Alex Poltorak: "We help companies to identify their perhaps most important assets, the IP assets, and these assets most likely are under-reported in their financial statements. Let's not forget that the intangible, intellectual property assets are the most underreported assets. This is a real problem, particularly for public companies. We help these companies to identify these intellectual property assets, to utilize them, to maximize their value and thereby maximize their value to shareholders. We help these companies to communicate this value to the shareholders, analysts, and the financial community at large. I think that the financial community has to remember that in today's business what is important for long term success of the company is not so much how much money they have, how much land or equipment or machinery they many own, but it is important how many patents they have, how many patents they file a year, a month, and how well these patents are cited by other patent applications. Recently there was an article by Baruch Lev, Professor at New York University, published in the Financial Analyst Journal, showing how the long term stock performance of a technology related company is in direct relationship with such parameters as how many patents they file a year, how many patents they have in their portfolio, particularly how well their patents are cited by other patents applications, etc. So what I would like to underscore is the tremendous importance that intellectual property in general, and patents in particular, play today in e-commerce and business in general."
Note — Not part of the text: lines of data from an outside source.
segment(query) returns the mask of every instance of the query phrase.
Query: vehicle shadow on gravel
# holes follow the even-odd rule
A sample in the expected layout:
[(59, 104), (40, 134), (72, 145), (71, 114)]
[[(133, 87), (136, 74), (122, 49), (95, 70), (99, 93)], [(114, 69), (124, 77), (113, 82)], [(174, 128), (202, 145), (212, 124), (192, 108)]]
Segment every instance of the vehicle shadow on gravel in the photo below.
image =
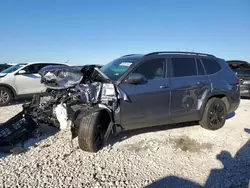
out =
[[(245, 129), (250, 134), (250, 129)], [(205, 185), (177, 176), (167, 176), (157, 180), (146, 188), (158, 187), (250, 187), (250, 139), (241, 147), (234, 157), (228, 151), (221, 151), (216, 156), (224, 168), (212, 169)]]
[(20, 140), (20, 142), (14, 146), (0, 147), (0, 159), (7, 157), (8, 155), (16, 155), (27, 152), (30, 147), (36, 147), (38, 142), (46, 140), (50, 136), (58, 133), (58, 131), (59, 130), (55, 127), (40, 125), (39, 128), (35, 130), (32, 137), (24, 139), (23, 141)]
[(124, 131), (124, 132), (118, 133), (115, 136), (110, 137), (107, 140), (105, 145), (113, 146), (117, 142), (122, 142), (126, 139), (129, 139), (133, 136), (140, 135), (140, 134), (145, 134), (149, 132), (158, 132), (158, 131), (164, 131), (164, 130), (170, 130), (170, 129), (178, 129), (178, 128), (189, 127), (189, 126), (199, 126), (199, 123), (198, 122), (186, 122), (186, 123), (178, 123), (178, 124), (152, 126), (152, 127), (147, 127), (147, 128), (135, 129), (131, 131), (130, 130)]
[(16, 100), (16, 101), (13, 101), (13, 102), (9, 103), (8, 105), (5, 105), (5, 107), (24, 104), (24, 103), (27, 103), (29, 101), (31, 101), (31, 99), (29, 99), (29, 98), (27, 98), (27, 99), (26, 98), (25, 99), (19, 99), (19, 100)]
[[(232, 112), (227, 115), (227, 119), (231, 119), (235, 116), (235, 112)], [(199, 126), (199, 122), (185, 122), (185, 123), (178, 123), (178, 124), (168, 124), (168, 125), (159, 125), (159, 126), (152, 126), (142, 129), (136, 129), (132, 131), (125, 131), (118, 133), (115, 136), (112, 136), (108, 139), (108, 141), (105, 143), (105, 146), (111, 145), (113, 146), (117, 142), (124, 141), (128, 138), (131, 138), (133, 136), (139, 135), (139, 134), (145, 134), (149, 132), (158, 132), (158, 131), (164, 131), (164, 130), (170, 130), (170, 129), (178, 129), (183, 127), (189, 127), (189, 126)]]

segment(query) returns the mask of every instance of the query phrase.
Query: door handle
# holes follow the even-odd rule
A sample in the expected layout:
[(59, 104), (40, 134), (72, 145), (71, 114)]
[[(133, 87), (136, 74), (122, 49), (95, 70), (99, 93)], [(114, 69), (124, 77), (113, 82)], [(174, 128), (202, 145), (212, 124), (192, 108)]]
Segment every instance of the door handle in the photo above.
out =
[(168, 87), (169, 87), (168, 85), (161, 85), (160, 86), (161, 89), (168, 88)]

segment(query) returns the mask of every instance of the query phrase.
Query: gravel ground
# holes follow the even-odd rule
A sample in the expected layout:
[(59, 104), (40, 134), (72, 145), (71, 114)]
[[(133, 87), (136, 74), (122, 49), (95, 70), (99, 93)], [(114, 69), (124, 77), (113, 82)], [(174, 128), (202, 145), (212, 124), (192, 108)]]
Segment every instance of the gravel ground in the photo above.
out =
[[(1, 107), (0, 122), (20, 110)], [(81, 151), (68, 132), (44, 135), (28, 151), (0, 158), (0, 186), (250, 187), (249, 115), (250, 100), (242, 100), (220, 130), (194, 125), (127, 132), (96, 154)]]

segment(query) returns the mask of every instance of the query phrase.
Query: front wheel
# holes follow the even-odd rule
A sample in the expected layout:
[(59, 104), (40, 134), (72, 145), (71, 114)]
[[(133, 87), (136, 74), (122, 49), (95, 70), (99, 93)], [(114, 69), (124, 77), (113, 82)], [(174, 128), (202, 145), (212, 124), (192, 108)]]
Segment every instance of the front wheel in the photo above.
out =
[(5, 106), (13, 100), (11, 91), (6, 87), (0, 87), (0, 106)]
[(226, 121), (227, 107), (219, 98), (211, 98), (205, 107), (201, 121), (201, 127), (208, 130), (222, 128)]
[(88, 152), (100, 150), (104, 145), (104, 134), (107, 130), (108, 121), (103, 111), (83, 117), (78, 130), (80, 149)]

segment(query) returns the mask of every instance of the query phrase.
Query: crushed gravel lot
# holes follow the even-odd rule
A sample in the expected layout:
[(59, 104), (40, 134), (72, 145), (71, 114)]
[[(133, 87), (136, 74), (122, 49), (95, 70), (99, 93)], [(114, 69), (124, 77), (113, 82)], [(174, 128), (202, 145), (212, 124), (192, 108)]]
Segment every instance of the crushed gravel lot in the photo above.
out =
[[(21, 105), (0, 108), (0, 122)], [(47, 129), (26, 152), (0, 156), (0, 187), (250, 187), (250, 100), (226, 125), (169, 125), (122, 133), (98, 153)], [(52, 133), (48, 133), (54, 131)]]

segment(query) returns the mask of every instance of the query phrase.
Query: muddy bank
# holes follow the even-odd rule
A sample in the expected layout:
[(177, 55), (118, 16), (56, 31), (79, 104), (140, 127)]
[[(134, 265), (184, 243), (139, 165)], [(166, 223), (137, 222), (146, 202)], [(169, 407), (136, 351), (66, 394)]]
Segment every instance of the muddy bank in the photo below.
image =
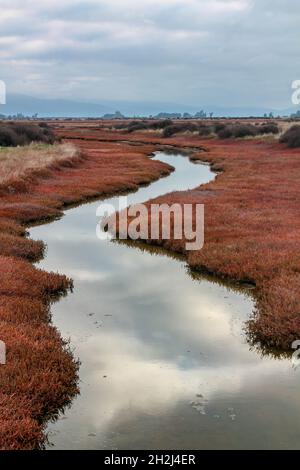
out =
[[(72, 139), (78, 127), (65, 124), (57, 132)], [(193, 135), (164, 139), (155, 133), (108, 131), (97, 124), (82, 129), (80, 135), (206, 149), (194, 153), (193, 159), (205, 160), (223, 173), (201, 189), (157, 200), (205, 204), (204, 249), (185, 253), (185, 240), (161, 244), (185, 253), (194, 269), (255, 284), (257, 309), (249, 323), (249, 337), (290, 350), (300, 337), (299, 150), (257, 139), (216, 141)]]
[(78, 364), (50, 323), (51, 303), (72, 288), (64, 275), (36, 269), (42, 242), (26, 226), (59, 218), (62, 208), (117, 191), (135, 190), (172, 168), (147, 157), (153, 147), (78, 142), (81, 157), (2, 188), (0, 198), (0, 322), (7, 363), (0, 368), (0, 448), (42, 446), (46, 420), (78, 392)]

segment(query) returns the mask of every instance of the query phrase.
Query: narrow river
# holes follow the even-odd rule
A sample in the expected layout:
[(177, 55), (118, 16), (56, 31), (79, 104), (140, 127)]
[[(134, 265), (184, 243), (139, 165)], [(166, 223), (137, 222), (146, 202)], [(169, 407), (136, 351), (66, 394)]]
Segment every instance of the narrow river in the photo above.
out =
[[(181, 155), (155, 158), (176, 171), (130, 204), (215, 177)], [(81, 394), (48, 426), (49, 448), (299, 448), (300, 368), (247, 344), (249, 291), (161, 251), (98, 240), (98, 205), (31, 230), (48, 245), (39, 267), (75, 283), (52, 315), (80, 358)]]

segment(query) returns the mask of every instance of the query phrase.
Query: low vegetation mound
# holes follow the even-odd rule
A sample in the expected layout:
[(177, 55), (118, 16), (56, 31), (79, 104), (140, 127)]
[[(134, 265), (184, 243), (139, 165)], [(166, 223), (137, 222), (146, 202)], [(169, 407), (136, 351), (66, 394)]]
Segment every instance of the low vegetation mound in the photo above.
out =
[(300, 147), (300, 126), (295, 125), (288, 129), (280, 139), (281, 142), (287, 144), (290, 148)]
[(24, 124), (7, 122), (0, 124), (0, 147), (17, 147), (32, 142), (54, 144), (56, 138), (46, 123)]
[(72, 166), (79, 151), (68, 144), (30, 144), (0, 149), (0, 190), (22, 190), (36, 176), (45, 177), (49, 170)]

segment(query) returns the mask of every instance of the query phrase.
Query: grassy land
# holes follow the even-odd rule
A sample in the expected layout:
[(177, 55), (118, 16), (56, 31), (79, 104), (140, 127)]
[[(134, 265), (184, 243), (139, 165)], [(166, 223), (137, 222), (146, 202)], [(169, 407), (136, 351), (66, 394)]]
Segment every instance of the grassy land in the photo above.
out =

Sam Stone: "Let's have a web site address and perhaps a telephone number for contact for our audience, Alex."
Alex Poltorak: "Sure. Our web site is www.generalpatent.com, and our telephone number is (845) 368-4000."
Sam Stone: "Alexander Poltorak, I want to thank you very much for your time today. Alex is Chief Executive Officer of privately held General Patent Corporation. Once again Alex, I want to truly thank you for your time today."
Alex Poltorak: "It's a pleasure to be with you."
Sam Stone: "Covering America and the world's leading business concerns, this has been Sam Stone for Wall Street Reporter Magazine."